Tout commence par la vie difficile des paysans chinois des années soixante dans une région ingrate pas encore sortie des temps anciens, où superstitions, confucianisme et communisme cohabitent sans trop de heurts.
A Gulu les hommes vivent comme il y a des siècles, les traditions les guident et le Tao est plus présent que Mao, la seule richesse sont les fours à céramique et le savoir faire transmis de génération en génération.
Le personnage central est Pissechien un enfant qui ne grandit pas (on pense évidemment à Oscar du Tambour), son mauvais statut social : son grand père était officier du Kuomintang le met, ainsi que sa grand mère avec laquelle il vit, au ban de la société collectiviste. Son isolement et ses humiliations lui font développer une extrême sensibilité à son environnement le dotant d'une compréhension magique de la nature et des animaux. Méprisé et insignifiant il est toutefois l'âme du village et le parfait observateur du drame à venir
Jia Pingwa prend son temps, s'attarde sur la rude vie des paysans où la quête de nourriture est permanente, où la solidarité est vitale même si les inimitiés et rivalités sont fortes, il raconte les mille et un évènements d'un village avec une vitalité et un humour qui rappellent Mo Yan.
Mais tout va changer quand insidieusement les luttes de pouvoir à la tête de l'état vont gagner les campagnes, Mao pour garder le pouvoir va lancer ses gardes rouges pour chasser les contre révolutionnaires, du jour au lendemain les cadres du parti sont destitués et humiliés, la surenchère révolutionnaire s'installe.

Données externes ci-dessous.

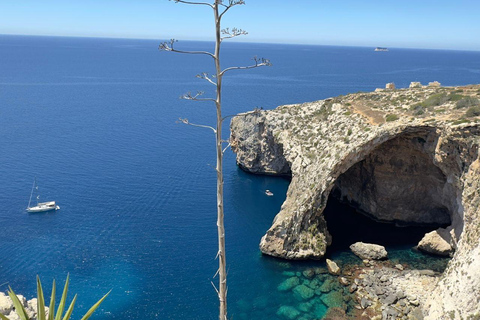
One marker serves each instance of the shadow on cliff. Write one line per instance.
(347, 226)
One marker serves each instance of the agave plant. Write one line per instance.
(41, 315)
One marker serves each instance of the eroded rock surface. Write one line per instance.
(437, 242)
(369, 251)
(406, 156)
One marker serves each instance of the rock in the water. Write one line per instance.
(333, 267)
(302, 292)
(343, 281)
(369, 251)
(288, 284)
(309, 273)
(6, 304)
(288, 312)
(437, 242)
(399, 267)
(328, 285)
(333, 299)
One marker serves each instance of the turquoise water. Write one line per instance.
(95, 121)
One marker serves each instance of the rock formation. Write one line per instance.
(369, 251)
(405, 156)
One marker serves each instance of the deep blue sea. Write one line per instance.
(95, 121)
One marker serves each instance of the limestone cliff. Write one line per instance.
(407, 156)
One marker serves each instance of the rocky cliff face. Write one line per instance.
(406, 156)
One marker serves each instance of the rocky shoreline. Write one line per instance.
(402, 156)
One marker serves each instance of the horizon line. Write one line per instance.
(246, 42)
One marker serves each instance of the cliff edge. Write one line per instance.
(406, 156)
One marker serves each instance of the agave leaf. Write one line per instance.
(63, 300)
(3, 317)
(19, 309)
(70, 309)
(94, 307)
(41, 301)
(51, 308)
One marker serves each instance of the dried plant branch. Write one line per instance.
(235, 32)
(206, 76)
(169, 46)
(256, 110)
(231, 4)
(259, 62)
(225, 149)
(190, 2)
(195, 97)
(185, 121)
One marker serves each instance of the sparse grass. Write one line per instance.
(460, 121)
(391, 117)
(467, 102)
(473, 112)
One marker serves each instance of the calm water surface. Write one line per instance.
(95, 121)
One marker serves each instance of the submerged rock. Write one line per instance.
(288, 284)
(333, 299)
(333, 267)
(302, 292)
(288, 312)
(369, 251)
(437, 242)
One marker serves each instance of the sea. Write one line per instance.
(95, 121)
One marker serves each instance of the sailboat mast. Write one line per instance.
(31, 193)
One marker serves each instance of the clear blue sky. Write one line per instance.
(437, 24)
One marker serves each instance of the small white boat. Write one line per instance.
(41, 206)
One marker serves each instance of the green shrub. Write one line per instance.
(473, 112)
(455, 97)
(22, 313)
(391, 117)
(435, 100)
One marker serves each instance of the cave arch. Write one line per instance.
(399, 182)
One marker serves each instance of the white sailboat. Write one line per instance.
(41, 206)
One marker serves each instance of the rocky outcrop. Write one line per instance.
(369, 251)
(407, 156)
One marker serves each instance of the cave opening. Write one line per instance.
(393, 197)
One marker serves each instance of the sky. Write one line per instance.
(429, 24)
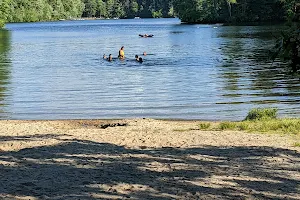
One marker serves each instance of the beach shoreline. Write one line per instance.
(143, 159)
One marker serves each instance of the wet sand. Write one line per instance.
(143, 159)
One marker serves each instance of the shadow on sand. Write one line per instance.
(79, 169)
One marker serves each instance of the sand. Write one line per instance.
(143, 159)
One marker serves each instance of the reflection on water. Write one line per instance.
(4, 68)
(190, 71)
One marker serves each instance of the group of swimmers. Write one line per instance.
(121, 56)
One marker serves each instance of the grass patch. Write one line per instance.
(263, 120)
(262, 114)
(182, 130)
(204, 126)
(297, 144)
(289, 126)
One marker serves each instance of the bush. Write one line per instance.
(204, 126)
(2, 23)
(262, 114)
(227, 126)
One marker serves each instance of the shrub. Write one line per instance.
(227, 125)
(262, 114)
(204, 126)
(2, 23)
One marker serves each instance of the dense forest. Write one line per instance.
(191, 11)
(46, 10)
(212, 11)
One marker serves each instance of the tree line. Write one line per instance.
(212, 11)
(47, 10)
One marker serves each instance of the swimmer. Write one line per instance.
(136, 57)
(109, 58)
(121, 53)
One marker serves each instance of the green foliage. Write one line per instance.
(297, 144)
(157, 14)
(204, 126)
(203, 11)
(287, 47)
(2, 23)
(227, 126)
(284, 126)
(262, 114)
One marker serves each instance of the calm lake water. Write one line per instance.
(55, 70)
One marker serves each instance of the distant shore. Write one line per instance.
(143, 159)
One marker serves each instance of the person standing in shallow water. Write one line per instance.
(109, 58)
(121, 53)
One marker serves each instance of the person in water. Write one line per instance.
(136, 57)
(109, 58)
(121, 53)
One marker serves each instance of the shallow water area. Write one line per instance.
(55, 70)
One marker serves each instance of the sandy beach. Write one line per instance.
(143, 159)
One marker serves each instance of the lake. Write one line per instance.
(55, 70)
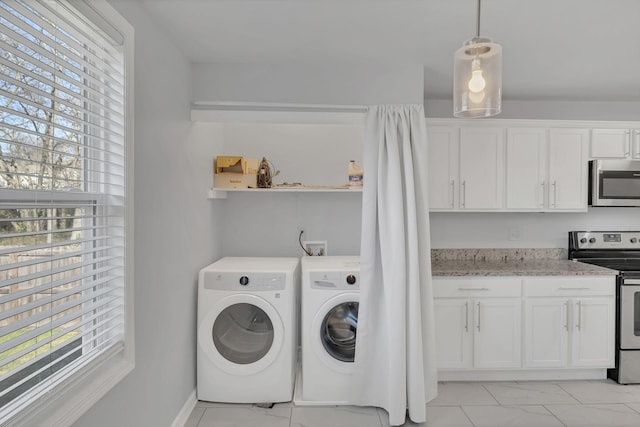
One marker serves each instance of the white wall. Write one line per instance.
(321, 83)
(548, 230)
(176, 233)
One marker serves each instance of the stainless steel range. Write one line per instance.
(617, 250)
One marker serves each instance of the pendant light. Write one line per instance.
(477, 77)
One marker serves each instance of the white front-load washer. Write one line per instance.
(248, 330)
(329, 312)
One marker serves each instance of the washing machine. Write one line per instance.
(329, 312)
(247, 330)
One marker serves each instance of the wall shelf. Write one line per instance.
(221, 193)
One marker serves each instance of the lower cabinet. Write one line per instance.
(574, 330)
(519, 324)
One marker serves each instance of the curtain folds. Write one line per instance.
(395, 363)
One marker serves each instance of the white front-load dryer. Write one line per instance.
(247, 330)
(330, 299)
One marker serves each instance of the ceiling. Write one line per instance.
(552, 49)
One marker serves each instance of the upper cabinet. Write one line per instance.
(481, 168)
(615, 144)
(510, 168)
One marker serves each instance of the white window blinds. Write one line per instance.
(62, 197)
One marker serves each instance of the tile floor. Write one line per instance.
(459, 404)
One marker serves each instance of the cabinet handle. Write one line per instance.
(464, 194)
(466, 316)
(451, 194)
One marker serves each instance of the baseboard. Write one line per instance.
(185, 411)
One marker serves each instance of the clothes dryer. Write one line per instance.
(330, 299)
(247, 330)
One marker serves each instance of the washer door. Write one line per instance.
(242, 334)
(335, 326)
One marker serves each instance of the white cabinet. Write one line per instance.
(615, 144)
(481, 168)
(478, 323)
(526, 168)
(569, 322)
(567, 169)
(466, 168)
(443, 143)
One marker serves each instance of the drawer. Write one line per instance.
(570, 286)
(456, 287)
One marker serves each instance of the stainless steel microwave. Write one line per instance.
(614, 183)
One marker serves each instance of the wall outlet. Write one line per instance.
(315, 248)
(515, 234)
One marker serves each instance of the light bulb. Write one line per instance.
(477, 82)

Même à Gulu il faut être plus rouge que rouge, les factions s'organisent et la belle unité du village va se fissurer et Pissechien assistera impuissant à la violence, la barbarie et à la destruction des fours
C'est avec nostalgie que l'on quitte Gulu et ses habitants, après une immersion de 1200 pages dans ce village paysan qui sera passé de sa misérable tranquillité à la fureur de la Révolution culturelle.
Bien sûr Gulu est la métaphore d'une Chine disparue : celle des villages où l'on croit aux esprits, où l'on se soigne avec des herbes, où le respect des anciens est le socle de la famille et où l'art des fours à céramique n'était pas perdu.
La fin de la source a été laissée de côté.